Some daemon implemented in Java, running on Windows 7, copies files from one directory into another, while both source and target directory are a network share hosted by Windows Server 2016. Copying is done using Apache Commons IO and occasionally it happens that this process fails with the following stacktrace and a message reading somewhat like "no more files":
java.io.IOException: Es sind keine weiteren Dateien vorhanden
at java.io.WinNTFileSystem.canonicalize0(Native Method)
at java.io.WinNTFileSystem.canonicalize(Unknown Source)
at java.io.File.getCanonicalPath(Unknown Source)
at org.apache.commons.io.FileUtils.copyFile(FileUtils.java:642)
at org.apache.commons.io.FileUtils.copyFileToDirectory(FileUtils.java:587)
at org.apache.commons.io.FileUtils.copyFileToDirectory(FileUtils.java:558)
at de.am_soft.osgi.dokliste.eingaenge.impl.internal.Eingang.copyFilesToDbxmlFolders(Eingang.java:283)

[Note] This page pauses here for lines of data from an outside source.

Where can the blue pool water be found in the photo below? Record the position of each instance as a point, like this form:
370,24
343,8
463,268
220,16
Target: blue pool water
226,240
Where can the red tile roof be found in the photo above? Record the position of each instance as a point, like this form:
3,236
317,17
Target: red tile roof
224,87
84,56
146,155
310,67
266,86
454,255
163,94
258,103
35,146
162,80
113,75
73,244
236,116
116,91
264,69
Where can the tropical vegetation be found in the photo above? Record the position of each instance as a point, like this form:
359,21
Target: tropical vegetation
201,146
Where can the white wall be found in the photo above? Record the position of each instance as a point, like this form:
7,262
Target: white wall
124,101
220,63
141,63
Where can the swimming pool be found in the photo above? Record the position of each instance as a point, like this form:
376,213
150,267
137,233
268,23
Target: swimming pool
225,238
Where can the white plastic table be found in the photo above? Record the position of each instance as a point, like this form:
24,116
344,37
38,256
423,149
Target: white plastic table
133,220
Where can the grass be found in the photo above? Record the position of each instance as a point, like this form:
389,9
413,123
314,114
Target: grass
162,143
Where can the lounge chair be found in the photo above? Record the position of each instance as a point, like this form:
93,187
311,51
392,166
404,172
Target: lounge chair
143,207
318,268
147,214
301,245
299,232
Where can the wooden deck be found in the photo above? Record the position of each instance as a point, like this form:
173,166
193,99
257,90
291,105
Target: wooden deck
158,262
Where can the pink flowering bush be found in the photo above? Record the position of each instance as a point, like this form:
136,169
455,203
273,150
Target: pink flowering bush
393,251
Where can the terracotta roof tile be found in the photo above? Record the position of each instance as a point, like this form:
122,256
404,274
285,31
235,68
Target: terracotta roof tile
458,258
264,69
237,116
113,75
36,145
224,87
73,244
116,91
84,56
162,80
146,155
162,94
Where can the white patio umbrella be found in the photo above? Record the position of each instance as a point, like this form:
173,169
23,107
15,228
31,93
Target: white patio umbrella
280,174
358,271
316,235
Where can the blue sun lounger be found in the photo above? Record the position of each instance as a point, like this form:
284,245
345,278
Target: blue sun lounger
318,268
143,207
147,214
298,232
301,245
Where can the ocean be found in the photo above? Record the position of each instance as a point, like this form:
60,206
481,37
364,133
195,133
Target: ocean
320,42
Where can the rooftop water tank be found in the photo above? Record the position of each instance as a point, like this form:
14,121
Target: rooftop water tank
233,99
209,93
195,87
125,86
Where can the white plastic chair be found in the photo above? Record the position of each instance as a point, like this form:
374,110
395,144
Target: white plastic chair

Apache Commons IO uses the following code at line 642 and the line really only is the following if
, not the exception:
if (srcFile.getCanonicalPath().equals(destFile.getCanonicalPath())) {
throw new IOException("Source '" + srcFile + "' and destination '" + destFile + "' are the same");
}
So the problem is not with copying itself, but with generating canonical paths already. Using Process Monitor1 at the client where the daemon runs proves that as well. The following is the last event before the daemon clearly logs the above exception, tries to send error mails using Logback and stuff. The result of that event (NO MORE FILES
) perfectly well fits to the error message of the stacktrace:
10:12:06,6244515 integration.exe 6928 QueryDirectory \\HOST\SHARE$\DocBeam3\[...].zip NO MORE FILES Filter: 20191106-081920-[...].zip
Additionally, looking at former lines of ProcMon, it's sure that the exception happens for destFile
only. Executing the daemon on my local machine instead leads to the following logged event (NO SUCH FILE
) always:
19:08:03,7485947 java.exe 6232 QueryDirectory C:\Users\[...].zip NO SUCH FILE Filter: 20191022-143101-[...].zip
I've debugged the native methods and came across lastErrorReportable
, which explicitly checks for some special error codes and doesn't contain ERROR_NO_MORE_FILES
from the first event, while it does contain ERROR_FILE_NOT_FOUND
from the second one:
if ((errval == ERROR_FILE_NOT_FOUND)
|| (errval == ERROR_DIRECTORY)
|| (errval == ERROR_PATH_NOT_FOUND)
|| (errval == ERROR_BAD_NETPATH)
|| (errval == ERROR_BAD_NET_NAME)
|| (errval == ERROR_ACCESS_DENIED)
|| (errval == ERROR_NETWORK_UNREACHABLE)
|| (errval == ERROR_NETWORK_ACCESS_DENIED)) {
return 0;
}
So it seems like whenever ERROR_NO_MORE_FILES
occurs, canonicalizing a path simply gets aborted with an error instead of ignoring it like for the other errors:
if (!lastErrorReportable()) {
if (!(dst = wcp(dst, dend, L'\0', src, src + wcslen(src)))){
goto err;
}
break;
} else {
goto err;
}
The thrown exception fits pretty well to what I get, with the given message only being a fallback not used in my case:
if (rv == NULL && !(*env)->ExceptionCheck(env)) {
JNU_ThrowIOExceptionWithLastError(env, "Bad pathname");
}
The interesting thing now is that the daemon doesn't fail always on each and every file copy, but only sometimes, somewhat rarely. But if it fails it seems to have to do with other directories and files being available in the target directory already. While those are completely unrelated to the daemon and according to ProcMon those don't get iterated or stuff, their pure existance seems to make a difference already. If I simply delete all of those files and directories and empty the target directory this way, copying instantly succeeds again. That's interesting because having files and directories in the target directory in my local setup doesn't seem to have any influence: Copying never fails and especially the event logged by ProcMon NEVER is ERROR_NO_MORE_FILES
as well. After emptying the directory on the setup where the problem happens, ProcMon logs ERROR_FILE_NOT_FOUND
again as well.
So it seems that for some reason under some currently unknown circumstances, Windows decides to use ERROR_NO_MORE_FILES
as last error in the calls to FindFirstFileW
used by wcanonicalize
. Because Java doesn't have that on its exception list, copying fails in those circumstances, even if it seems to be a perfectly valid situation. I don't see any real error otherwise.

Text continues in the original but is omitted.